Speziale, condannato a otto anni e otto mesi per omicidio preterintenzionale (pena già scontata), era stato ritenuto responsabile, insieme a Daniele Natale Micale, della morte di Raciti, avvenuta dopo essere stato colpito da un oggetto contundente – un sottolavello in lamierino – lanciato durante gli scontri fuori dallo stadio catanese prima del derby col Palermo.

La difesa ha fatto leva su due testimonianze rilanciate nel 2020 da “Le Iene”: un uomo e una donna che ipotizzano una causa diversa del decesso, il cosiddetto “fuoco amico”. Raciti, secondo questa ricostruzione alternativa, sarebbe stato travolto da un veicolo della polizia. Ma secondo la Corte, tali testimonianze non superano i criteri di affidabilità richiesti per avviare una revisione: “Le prove devono essere tali da sovvertire l’impianto logico e giuridico della condanna – si legge nel provvedimento – ma queste risultano lacunose e fragili”.

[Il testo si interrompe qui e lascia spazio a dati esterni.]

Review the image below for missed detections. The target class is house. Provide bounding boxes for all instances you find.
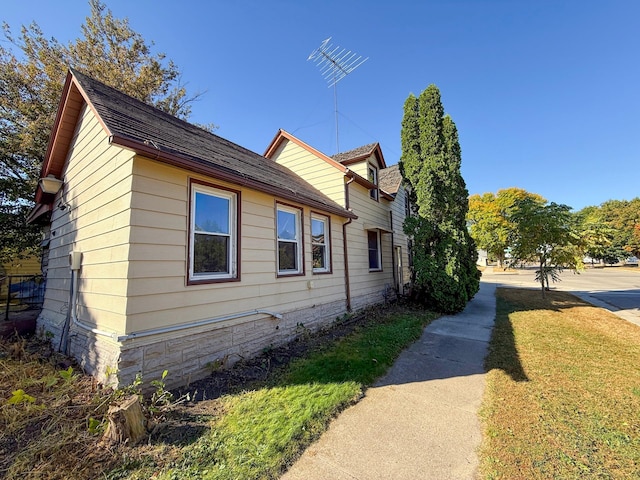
[29,69,411,388]
[1,256,42,277]
[264,131,412,307]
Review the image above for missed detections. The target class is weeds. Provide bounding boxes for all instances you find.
[2,305,438,479]
[0,337,189,479]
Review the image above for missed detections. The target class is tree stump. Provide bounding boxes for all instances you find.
[103,394,147,445]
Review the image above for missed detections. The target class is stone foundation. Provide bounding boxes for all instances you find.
[116,299,346,390]
[38,295,396,391]
[36,309,121,386]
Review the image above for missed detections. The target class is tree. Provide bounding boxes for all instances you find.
[508,198,582,296]
[0,0,201,264]
[630,225,640,258]
[599,198,640,259]
[573,206,617,265]
[400,85,480,313]
[467,188,545,267]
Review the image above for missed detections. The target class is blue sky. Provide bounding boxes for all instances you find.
[3,1,639,211]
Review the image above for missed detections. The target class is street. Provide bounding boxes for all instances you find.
[483,267,640,327]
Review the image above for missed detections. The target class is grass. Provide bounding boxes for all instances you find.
[1,306,437,480]
[480,288,640,479]
[127,307,438,480]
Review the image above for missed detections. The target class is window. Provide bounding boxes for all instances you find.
[277,204,303,275]
[189,182,238,283]
[368,164,378,200]
[311,213,330,273]
[404,190,411,216]
[368,230,381,271]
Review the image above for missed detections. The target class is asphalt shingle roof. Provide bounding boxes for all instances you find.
[331,143,378,164]
[70,69,355,219]
[379,164,403,195]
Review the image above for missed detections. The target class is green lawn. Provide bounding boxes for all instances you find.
[113,307,438,479]
[480,288,640,479]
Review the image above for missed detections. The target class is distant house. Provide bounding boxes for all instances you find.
[1,256,42,277]
[29,69,411,388]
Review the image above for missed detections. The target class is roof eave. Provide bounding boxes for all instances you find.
[110,134,357,220]
[264,129,348,173]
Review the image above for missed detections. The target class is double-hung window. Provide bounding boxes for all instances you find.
[277,204,303,275]
[368,230,381,271]
[189,181,238,283]
[311,213,330,273]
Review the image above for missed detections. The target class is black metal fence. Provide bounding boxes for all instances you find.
[1,275,46,321]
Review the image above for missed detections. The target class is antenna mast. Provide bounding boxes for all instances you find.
[308,37,368,153]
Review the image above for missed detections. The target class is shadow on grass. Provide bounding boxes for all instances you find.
[147,409,211,447]
[484,292,529,382]
[485,287,604,383]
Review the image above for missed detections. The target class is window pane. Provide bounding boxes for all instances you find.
[278,241,297,271]
[194,234,229,274]
[368,231,380,269]
[278,210,297,240]
[311,218,325,243]
[313,244,326,269]
[195,192,229,234]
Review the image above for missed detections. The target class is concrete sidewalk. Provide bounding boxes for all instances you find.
[281,277,498,480]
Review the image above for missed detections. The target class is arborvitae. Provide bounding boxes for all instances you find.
[399,84,479,313]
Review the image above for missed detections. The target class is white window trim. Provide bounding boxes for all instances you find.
[189,183,237,282]
[311,213,330,273]
[277,204,303,275]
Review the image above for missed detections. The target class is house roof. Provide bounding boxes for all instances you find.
[32,69,356,220]
[331,143,387,169]
[263,129,394,201]
[379,164,403,196]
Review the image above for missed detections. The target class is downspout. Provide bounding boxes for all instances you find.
[68,252,120,342]
[343,174,356,311]
[390,210,397,293]
[59,269,73,353]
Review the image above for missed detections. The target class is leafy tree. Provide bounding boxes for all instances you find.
[599,198,640,259]
[508,198,582,296]
[0,0,201,264]
[400,84,480,313]
[573,206,617,265]
[630,225,640,258]
[467,188,545,267]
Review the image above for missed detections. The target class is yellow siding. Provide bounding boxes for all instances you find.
[41,104,133,334]
[2,256,41,276]
[270,138,406,308]
[345,181,395,308]
[269,140,346,206]
[348,157,370,179]
[125,157,347,334]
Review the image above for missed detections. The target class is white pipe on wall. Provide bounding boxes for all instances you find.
[70,304,284,343]
[116,309,284,342]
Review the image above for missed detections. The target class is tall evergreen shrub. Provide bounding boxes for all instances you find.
[399,85,480,313]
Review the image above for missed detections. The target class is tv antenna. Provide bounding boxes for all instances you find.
[308,37,368,153]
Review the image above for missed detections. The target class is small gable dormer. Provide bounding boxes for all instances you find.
[331,143,386,201]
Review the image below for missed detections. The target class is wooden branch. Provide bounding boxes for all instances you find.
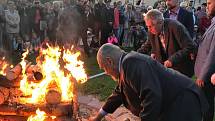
[6,64,22,81]
[45,89,62,105]
[0,87,9,104]
[0,115,76,121]
[0,102,73,117]
[0,75,20,88]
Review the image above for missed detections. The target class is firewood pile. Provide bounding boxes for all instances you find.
[0,62,76,121]
[0,45,88,121]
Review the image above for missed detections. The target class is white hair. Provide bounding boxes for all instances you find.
[144,9,164,23]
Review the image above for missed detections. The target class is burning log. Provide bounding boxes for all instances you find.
[0,75,20,87]
[26,72,43,83]
[0,102,73,117]
[33,71,43,81]
[0,92,5,104]
[6,64,22,81]
[45,89,62,105]
[25,64,41,74]
[0,116,75,121]
[0,87,9,104]
[26,64,43,82]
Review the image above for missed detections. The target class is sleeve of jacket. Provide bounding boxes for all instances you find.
[123,57,162,121]
[102,85,123,113]
[185,11,194,38]
[198,31,215,82]
[168,21,197,65]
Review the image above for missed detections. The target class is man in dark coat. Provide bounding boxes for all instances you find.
[194,0,215,120]
[94,0,107,45]
[89,43,208,121]
[138,9,196,77]
[163,0,194,38]
[17,0,31,41]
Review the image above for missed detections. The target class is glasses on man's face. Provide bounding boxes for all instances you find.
[34,2,39,4]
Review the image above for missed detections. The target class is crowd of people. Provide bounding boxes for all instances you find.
[91,0,214,121]
[0,0,215,120]
[0,0,211,56]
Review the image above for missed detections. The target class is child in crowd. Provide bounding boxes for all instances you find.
[15,36,23,52]
[107,32,118,45]
[31,32,40,52]
[23,35,33,52]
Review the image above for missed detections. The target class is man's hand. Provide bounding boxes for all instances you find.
[164,60,172,68]
[88,116,100,121]
[88,112,105,121]
[195,79,204,87]
[211,73,215,85]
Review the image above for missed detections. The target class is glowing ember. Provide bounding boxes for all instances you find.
[18,44,87,104]
[27,108,56,121]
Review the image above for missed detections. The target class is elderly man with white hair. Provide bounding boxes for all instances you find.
[89,42,208,121]
[138,9,197,78]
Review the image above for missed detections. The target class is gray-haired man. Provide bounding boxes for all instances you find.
[89,43,208,121]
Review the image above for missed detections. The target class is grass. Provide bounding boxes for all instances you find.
[78,47,134,101]
[79,52,116,101]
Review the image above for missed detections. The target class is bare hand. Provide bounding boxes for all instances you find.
[190,53,195,60]
[164,60,172,68]
[211,73,215,85]
[88,116,101,121]
[195,79,204,87]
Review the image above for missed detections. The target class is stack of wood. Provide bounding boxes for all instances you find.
[5,62,43,83]
[0,62,65,105]
[0,102,74,120]
[0,62,76,120]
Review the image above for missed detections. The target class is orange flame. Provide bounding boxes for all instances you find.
[27,108,56,121]
[0,57,10,75]
[19,45,87,104]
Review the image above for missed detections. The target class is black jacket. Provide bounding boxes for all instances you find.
[102,52,208,121]
[139,19,196,77]
[163,7,194,38]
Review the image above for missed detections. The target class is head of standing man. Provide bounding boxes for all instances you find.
[207,0,215,19]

Lipera ha anche sollevato il tema della mancata disponibilità degli atti relativi all’assoluzione, nel 2022, dei due testimoni per il reato di diffamazione. Il gup li ha prosciolti “perché il fatto non sussiste”, ma la difesa sostiene che quegli atti non siano mai stati valutati nel merito.

Un nuovo ricorso è ora all’attenzione della Corte di Cassazione. Ma la strada per una revisione del verdetto, a quasi vent’anni dai fatti, appare ancora tutta in salita.